Corn silage is a popular forage for ruminant animals because it is high in energy and digestibility. Maximizing tonnage is a key factor when farmers grow corn for silage.
Using higher corn populations for silage may help manage phosphorus (P) in heavily manured areas.
The objective of this study was to determine the effect of seeding rate on irrigated corn silage yield and P uptake.
RESEARCH SITE DETAILS
|Location||Gothenburg, NE||Planting Date||6/16/19|
|Soil Type||Hord silt loam||Harvest Date||10/11/19|
|Previous Crop||Grain sorghum||Potential Yield (bu/acre)||250|
|Tillage Type||Strip tillage||Seeding Rate (seeds/acre)||24K, 28K, 32K, 36K, 40K, 44K, 48K|
- The study was set up as a randomized complete block with three replications.
A 108-day relative maturity corn product was planted in 30-inch row spacing at 24,000, 28,000, 32,000, 36,000, 40,000, 44,000, and 48,000 seeds/acre.
Corn was sprinkler irrigated and weeds were controlled as needed. No fungicides or insecticides were applied.
Silage was hand-harvested one inch above the soil surface to provide a representative sample (Figures 1 and 2) and chopped with a silage chopper.
Total biomass was collected and weighed, a subsample was dried, and dry matter weight was calculated for each seeding rate.
Pounds of total P removed was then calculated.
UNDERSTANDING THE RESULTS
Average silage dry matter yield increased significantly with increased seeding rates (Figure 3) with the highest tonnage recorded with the 48,000 seeds/acre population.
Increased seeding rates also increased the lb/acre of P removed with the lowest amount recorded with the lowest population of 24,000 seeds/acre (Figure 4).
Using higher corn populations can be beneficial for increasing tonnage as well as removing P from the soil.
Producers can utilize high corn silage populations to increase P removal and help manage soil P levels on fields where manure is applied.

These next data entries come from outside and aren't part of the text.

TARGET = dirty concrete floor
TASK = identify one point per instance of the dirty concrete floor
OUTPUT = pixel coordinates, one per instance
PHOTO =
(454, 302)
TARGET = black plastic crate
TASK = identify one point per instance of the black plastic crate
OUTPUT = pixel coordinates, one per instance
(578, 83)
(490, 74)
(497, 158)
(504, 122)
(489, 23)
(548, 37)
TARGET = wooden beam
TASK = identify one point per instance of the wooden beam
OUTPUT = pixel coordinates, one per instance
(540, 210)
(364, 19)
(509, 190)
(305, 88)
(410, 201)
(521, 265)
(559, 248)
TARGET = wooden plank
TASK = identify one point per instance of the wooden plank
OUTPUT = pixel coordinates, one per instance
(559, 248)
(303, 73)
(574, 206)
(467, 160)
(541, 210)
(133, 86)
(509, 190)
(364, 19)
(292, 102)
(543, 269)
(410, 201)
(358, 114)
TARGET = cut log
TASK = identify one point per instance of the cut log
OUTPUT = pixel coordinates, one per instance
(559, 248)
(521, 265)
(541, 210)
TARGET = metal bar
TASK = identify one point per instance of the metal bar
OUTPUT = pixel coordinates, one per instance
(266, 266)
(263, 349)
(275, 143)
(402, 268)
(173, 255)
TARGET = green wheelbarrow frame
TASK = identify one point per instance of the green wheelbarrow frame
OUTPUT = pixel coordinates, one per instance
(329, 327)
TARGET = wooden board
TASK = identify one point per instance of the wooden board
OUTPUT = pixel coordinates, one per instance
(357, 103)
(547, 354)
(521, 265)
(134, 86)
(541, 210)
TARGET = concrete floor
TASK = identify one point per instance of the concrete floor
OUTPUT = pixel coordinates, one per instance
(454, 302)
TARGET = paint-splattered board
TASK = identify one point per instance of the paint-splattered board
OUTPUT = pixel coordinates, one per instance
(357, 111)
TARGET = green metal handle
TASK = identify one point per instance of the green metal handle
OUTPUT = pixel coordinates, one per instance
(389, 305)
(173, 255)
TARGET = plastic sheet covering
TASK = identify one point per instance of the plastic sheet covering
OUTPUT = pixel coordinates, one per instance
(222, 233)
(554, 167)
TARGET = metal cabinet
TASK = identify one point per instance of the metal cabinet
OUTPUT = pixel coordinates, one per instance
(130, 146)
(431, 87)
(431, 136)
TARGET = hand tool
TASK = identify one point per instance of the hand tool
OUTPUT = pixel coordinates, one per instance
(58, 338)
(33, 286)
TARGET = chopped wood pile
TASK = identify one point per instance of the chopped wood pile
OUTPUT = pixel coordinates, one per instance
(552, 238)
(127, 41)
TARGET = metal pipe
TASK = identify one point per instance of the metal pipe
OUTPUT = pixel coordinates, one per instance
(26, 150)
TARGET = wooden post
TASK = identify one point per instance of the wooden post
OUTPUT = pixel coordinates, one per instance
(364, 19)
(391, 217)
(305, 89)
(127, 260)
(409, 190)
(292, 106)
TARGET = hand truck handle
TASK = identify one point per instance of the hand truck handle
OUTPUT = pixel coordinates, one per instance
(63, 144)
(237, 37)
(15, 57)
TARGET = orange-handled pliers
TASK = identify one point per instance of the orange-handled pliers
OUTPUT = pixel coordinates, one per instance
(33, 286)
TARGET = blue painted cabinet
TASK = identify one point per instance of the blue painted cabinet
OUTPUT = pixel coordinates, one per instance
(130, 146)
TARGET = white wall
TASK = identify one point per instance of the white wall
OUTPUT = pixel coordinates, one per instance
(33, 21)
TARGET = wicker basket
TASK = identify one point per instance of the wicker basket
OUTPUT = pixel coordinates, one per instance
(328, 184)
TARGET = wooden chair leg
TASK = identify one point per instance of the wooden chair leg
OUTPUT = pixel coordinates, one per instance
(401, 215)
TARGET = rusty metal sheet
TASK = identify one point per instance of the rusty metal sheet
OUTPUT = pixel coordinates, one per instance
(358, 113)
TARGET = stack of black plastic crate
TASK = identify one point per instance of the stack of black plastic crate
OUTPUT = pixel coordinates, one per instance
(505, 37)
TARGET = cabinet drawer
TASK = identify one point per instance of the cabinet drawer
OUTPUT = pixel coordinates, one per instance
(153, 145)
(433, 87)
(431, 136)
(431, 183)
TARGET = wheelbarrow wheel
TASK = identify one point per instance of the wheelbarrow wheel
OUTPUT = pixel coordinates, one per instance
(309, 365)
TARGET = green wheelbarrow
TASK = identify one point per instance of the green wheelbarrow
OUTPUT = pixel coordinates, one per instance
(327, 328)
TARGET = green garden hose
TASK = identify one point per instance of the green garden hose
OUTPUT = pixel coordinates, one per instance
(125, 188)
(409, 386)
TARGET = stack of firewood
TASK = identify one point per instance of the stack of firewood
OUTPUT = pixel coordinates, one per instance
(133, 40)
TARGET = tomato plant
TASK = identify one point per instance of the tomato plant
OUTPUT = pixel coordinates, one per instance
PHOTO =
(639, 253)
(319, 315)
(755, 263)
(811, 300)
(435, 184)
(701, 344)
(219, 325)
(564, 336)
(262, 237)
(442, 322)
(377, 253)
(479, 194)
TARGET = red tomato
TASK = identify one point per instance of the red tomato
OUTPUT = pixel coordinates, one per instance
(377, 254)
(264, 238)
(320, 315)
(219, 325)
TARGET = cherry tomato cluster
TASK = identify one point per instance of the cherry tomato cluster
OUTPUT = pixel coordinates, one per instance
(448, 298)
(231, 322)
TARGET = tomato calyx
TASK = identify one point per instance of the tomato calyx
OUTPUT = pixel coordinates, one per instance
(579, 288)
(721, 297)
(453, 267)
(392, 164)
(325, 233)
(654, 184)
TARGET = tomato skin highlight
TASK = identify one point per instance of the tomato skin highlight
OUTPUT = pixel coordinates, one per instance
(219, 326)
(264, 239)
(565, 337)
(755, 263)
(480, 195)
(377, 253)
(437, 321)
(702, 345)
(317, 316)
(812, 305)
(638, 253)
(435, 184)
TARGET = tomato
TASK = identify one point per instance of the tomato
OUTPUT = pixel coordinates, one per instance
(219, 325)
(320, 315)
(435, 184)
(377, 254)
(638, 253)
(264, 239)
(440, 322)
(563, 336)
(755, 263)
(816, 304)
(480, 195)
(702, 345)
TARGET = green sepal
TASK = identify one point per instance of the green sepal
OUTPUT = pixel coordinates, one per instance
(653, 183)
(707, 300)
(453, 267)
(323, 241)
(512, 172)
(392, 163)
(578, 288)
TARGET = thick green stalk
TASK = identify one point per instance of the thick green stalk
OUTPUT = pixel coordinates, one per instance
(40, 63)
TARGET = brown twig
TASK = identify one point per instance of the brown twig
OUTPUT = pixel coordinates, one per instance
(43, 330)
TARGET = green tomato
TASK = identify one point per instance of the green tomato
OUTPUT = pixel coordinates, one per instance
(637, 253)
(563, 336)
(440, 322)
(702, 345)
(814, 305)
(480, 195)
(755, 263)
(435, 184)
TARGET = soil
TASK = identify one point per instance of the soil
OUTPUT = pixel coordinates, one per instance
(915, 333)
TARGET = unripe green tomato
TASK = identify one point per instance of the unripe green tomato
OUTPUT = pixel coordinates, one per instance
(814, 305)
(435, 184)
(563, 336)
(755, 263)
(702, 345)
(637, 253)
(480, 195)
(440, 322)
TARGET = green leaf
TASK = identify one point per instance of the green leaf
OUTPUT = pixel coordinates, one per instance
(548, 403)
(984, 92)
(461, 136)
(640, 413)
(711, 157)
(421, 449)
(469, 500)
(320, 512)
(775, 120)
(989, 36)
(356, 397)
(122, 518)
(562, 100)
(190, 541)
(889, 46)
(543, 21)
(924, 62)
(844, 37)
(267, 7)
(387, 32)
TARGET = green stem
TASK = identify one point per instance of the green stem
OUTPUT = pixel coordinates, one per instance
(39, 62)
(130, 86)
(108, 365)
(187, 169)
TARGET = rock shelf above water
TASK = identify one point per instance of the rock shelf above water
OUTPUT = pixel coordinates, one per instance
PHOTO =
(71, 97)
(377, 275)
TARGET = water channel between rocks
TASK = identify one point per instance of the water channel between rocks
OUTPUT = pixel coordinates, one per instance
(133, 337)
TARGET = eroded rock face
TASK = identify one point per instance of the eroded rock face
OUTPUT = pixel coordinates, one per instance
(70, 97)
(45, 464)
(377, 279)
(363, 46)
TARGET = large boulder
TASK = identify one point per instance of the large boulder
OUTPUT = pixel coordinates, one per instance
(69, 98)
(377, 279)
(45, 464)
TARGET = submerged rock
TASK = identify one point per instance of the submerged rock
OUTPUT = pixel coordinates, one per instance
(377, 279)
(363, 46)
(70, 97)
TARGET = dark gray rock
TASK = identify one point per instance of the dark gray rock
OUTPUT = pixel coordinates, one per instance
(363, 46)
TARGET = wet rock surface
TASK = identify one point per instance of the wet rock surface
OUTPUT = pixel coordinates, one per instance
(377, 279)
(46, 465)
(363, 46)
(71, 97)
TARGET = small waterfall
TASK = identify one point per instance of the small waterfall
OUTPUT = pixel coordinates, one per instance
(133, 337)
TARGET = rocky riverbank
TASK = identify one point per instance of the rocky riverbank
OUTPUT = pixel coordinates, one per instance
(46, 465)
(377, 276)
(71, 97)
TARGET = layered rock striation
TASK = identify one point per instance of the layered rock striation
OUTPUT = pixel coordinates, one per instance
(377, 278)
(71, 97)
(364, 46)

Monitoring crop P concentrations is essential for balancing feed rations and accurately estimating crop P removal, estimates that are in turn necessary for optimizing manure management and avoiding or mitigating soil P enrichment for protection of water resources. Increasing the amount of P removal in harvested crops can help slow the rate at which soil test P increases and help reduce the soil P over time.